Yesterday the great writer Maya Angelou passed away. I saw the news on facebook and I was felt so sad that I put away my writing, made myself some cocoa, and called up a good friend. It was inevitable, I know. She was 86. She lived a good life. All of that. I read that she had cancelled a speaking engagement a couple of days ago, so she was active all the way to the end. It was a good life, and she enjoyed every moment of it. This is the kind of passing that calls for one of those New Orleans style funerals where you dance instead of weeping, or at least dance while you weep. But still. I had to lay down for a while.
When I think about Maya Angelou, I think about I Know Why The Caged Bird Sings. I hardly ever teach it anymore because the students have read it already by the time they get to college. For my black students especially, it is as essential as To Kill A Mocking Bird.
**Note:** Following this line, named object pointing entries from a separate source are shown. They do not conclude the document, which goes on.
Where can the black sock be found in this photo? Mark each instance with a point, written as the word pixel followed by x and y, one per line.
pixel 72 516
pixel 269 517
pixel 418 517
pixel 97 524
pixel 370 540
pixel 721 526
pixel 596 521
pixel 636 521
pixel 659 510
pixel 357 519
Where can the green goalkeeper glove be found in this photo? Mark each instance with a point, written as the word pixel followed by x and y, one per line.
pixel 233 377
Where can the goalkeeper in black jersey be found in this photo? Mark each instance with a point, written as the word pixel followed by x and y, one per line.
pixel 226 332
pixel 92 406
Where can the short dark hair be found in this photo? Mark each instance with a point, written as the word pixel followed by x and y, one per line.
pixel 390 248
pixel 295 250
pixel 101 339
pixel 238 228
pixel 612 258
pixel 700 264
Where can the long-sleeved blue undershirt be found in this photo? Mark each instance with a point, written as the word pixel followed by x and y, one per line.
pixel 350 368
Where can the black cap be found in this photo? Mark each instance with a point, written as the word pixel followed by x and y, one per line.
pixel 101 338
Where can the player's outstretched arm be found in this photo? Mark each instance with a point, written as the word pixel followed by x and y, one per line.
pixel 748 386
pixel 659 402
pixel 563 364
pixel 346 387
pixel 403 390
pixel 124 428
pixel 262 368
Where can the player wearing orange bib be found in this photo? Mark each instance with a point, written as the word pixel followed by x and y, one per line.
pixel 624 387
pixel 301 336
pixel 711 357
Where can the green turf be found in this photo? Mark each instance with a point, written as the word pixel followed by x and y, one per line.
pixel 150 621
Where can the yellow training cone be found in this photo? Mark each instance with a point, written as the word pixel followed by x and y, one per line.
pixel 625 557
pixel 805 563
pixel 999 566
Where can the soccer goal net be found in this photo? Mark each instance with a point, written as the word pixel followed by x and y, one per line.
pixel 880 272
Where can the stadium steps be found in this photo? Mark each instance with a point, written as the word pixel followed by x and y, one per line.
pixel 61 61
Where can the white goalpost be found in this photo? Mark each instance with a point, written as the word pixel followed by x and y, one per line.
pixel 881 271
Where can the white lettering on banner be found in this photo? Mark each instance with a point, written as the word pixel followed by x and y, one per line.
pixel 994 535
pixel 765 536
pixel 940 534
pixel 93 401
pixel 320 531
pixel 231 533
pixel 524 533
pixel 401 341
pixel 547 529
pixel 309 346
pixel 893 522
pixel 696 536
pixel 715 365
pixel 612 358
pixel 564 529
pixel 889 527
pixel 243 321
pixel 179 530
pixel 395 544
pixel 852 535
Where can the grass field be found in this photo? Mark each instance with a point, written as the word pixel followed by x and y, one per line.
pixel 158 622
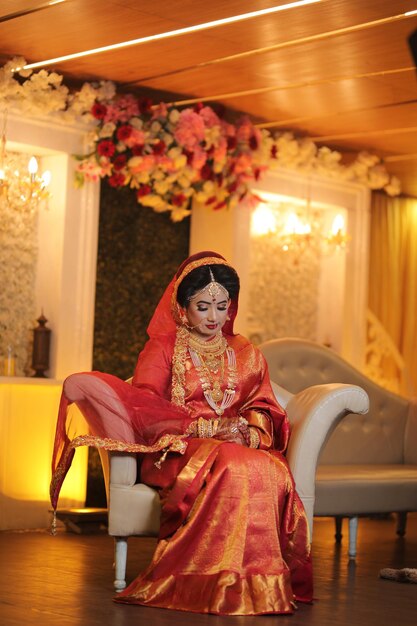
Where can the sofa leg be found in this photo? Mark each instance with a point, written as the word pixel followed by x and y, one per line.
pixel 401 523
pixel 353 533
pixel 120 558
pixel 338 521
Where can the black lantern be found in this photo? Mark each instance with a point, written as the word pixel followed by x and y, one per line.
pixel 41 343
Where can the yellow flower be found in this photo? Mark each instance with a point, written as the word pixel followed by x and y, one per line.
pixel 174 116
pixel 161 187
pixel 155 202
pixel 178 214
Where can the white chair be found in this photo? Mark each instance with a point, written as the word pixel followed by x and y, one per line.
pixel 134 508
pixel 369 464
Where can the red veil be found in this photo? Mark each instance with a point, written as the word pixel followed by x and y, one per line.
pixel 122 417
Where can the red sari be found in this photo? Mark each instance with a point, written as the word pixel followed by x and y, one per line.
pixel 234 535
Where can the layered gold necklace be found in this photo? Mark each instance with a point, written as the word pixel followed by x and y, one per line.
pixel 208 358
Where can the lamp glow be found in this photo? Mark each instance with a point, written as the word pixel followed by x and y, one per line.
pixel 263 221
pixel 33 166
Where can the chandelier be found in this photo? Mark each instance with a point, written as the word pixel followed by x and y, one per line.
pixel 23 190
pixel 299 227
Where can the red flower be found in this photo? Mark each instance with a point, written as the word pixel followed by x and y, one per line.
pixel 143 190
pixel 189 156
pixel 231 143
pixel 98 110
pixel 145 105
pixel 137 149
pixel 178 199
pixel 206 172
pixel 106 148
pixel 124 132
pixel 117 180
pixel 253 143
pixel 159 148
pixel 119 162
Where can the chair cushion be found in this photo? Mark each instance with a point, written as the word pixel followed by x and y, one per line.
pixel 355 489
pixel 134 511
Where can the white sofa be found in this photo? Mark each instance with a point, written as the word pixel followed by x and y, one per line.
pixel 369 464
pixel 133 508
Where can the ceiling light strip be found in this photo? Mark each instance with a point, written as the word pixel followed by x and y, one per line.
pixel 366 133
pixel 400 157
pixel 174 33
pixel 298 85
pixel 280 46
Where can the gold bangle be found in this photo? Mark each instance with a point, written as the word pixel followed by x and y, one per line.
pixel 255 439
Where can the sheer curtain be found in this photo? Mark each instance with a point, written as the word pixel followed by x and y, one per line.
pixel 393 274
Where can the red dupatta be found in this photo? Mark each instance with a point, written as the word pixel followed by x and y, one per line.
pixel 121 417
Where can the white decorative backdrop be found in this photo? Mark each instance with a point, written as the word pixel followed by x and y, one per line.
pixel 18 261
pixel 283 292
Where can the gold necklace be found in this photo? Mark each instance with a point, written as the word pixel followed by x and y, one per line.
pixel 211 387
pixel 211 349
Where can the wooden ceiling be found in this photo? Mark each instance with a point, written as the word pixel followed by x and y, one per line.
pixel 339 71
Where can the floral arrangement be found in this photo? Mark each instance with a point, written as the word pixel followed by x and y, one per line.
pixel 168 156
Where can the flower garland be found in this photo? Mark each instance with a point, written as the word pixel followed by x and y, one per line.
pixel 169 156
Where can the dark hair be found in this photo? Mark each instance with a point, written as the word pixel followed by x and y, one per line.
pixel 200 277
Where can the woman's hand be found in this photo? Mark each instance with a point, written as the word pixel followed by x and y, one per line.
pixel 232 430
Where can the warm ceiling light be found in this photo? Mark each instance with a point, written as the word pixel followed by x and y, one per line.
pixel 173 33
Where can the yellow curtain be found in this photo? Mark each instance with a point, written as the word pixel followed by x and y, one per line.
pixel 393 274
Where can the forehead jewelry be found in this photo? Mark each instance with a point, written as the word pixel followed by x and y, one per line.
pixel 214 289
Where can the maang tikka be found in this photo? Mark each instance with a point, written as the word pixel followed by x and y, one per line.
pixel 214 289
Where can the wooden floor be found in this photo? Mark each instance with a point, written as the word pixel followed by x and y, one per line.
pixel 66 580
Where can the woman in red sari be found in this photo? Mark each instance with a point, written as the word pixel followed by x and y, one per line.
pixel 234 535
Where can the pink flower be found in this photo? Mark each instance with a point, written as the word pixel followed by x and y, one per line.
pixel 123 132
pixel 198 158
pixel 143 190
pixel 145 164
pixel 106 148
pixel 231 143
pixel 137 150
pixel 160 111
pixel 209 117
pixel 190 129
pixel 220 151
pixel 206 172
pixel 117 180
pixel 159 147
pixel 136 137
pixel 119 162
pixel 178 199
pixel 122 109
pixel 242 163
pixel 99 111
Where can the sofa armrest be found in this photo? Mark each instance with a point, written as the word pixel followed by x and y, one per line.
pixel 314 413
pixel 123 469
pixel 410 435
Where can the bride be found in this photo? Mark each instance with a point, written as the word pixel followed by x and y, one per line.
pixel 234 537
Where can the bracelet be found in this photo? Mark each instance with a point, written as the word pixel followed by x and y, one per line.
pixel 207 428
pixel 255 438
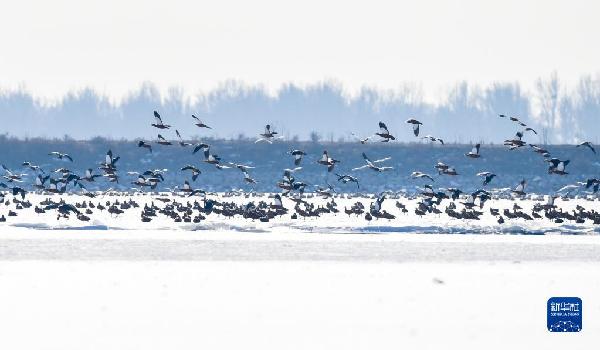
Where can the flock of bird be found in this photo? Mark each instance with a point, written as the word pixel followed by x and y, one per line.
pixel 196 209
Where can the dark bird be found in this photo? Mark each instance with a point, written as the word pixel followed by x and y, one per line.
pixel 557 166
pixel 488 177
pixel 420 175
pixel 32 167
pixel 474 153
pixel 181 142
pixel 371 164
pixel 384 133
pixel 145 144
pixel 520 189
pixel 60 155
pixel 162 141
pixel 268 136
pixel 298 154
pixel 347 178
pixel 415 124
pixel 199 123
pixel 433 139
pixel 588 145
pixel 195 171
pixel 159 124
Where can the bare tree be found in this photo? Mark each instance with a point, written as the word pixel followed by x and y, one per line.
pixel 548 98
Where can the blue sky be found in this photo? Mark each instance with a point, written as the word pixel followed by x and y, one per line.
pixel 51 47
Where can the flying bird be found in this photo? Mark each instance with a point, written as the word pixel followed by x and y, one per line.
pixel 415 123
pixel 59 155
pixel 371 164
pixel 384 133
pixel 588 145
pixel 146 145
pixel 158 122
pixel 298 154
pixel 347 178
pixel 199 123
pixel 420 175
pixel 488 176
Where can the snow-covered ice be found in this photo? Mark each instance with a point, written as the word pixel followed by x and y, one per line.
pixel 118 283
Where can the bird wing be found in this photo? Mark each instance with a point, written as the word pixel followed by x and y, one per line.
pixel 382 160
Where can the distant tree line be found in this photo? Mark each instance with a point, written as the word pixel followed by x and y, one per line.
pixel 320 112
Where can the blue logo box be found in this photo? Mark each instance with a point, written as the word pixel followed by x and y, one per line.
pixel 564 314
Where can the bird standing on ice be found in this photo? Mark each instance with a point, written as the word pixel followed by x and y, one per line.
pixel 415 124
And speaking of my students, how many of the have tattoos reading “Phenomenal Woman” or “And Still I Rise.” She was a beloved writer, and a beloved citizen of the community, and a true citizen of the world.
Her life was a magic trick. She did the impossible thing. She looked at the world clear eyed and without sentimentality. She talked about rape back when folks didn’t talk about it. She talked about single motherhood back when “nice girls” didn’t. I read all six volumes of her autobiography when I was probably too young for them. My mother had them and I was a naturally nosy child. It was my first glimpse into womanhood and the life of an artist, the life of a black woman artist. But the impossible thing is that she did it, wrote about it, and continued to live a glorious life. I see the photos of her dancing, singing, wearing dark shades, or a cool hat and I think– Still, she rises. And she makes me believe that it’s possible to honor your vision, tell hard truths, make mistakes, and still be worthy of great love and great joy.
Maya Angelou. We will miss her. And there will never be another.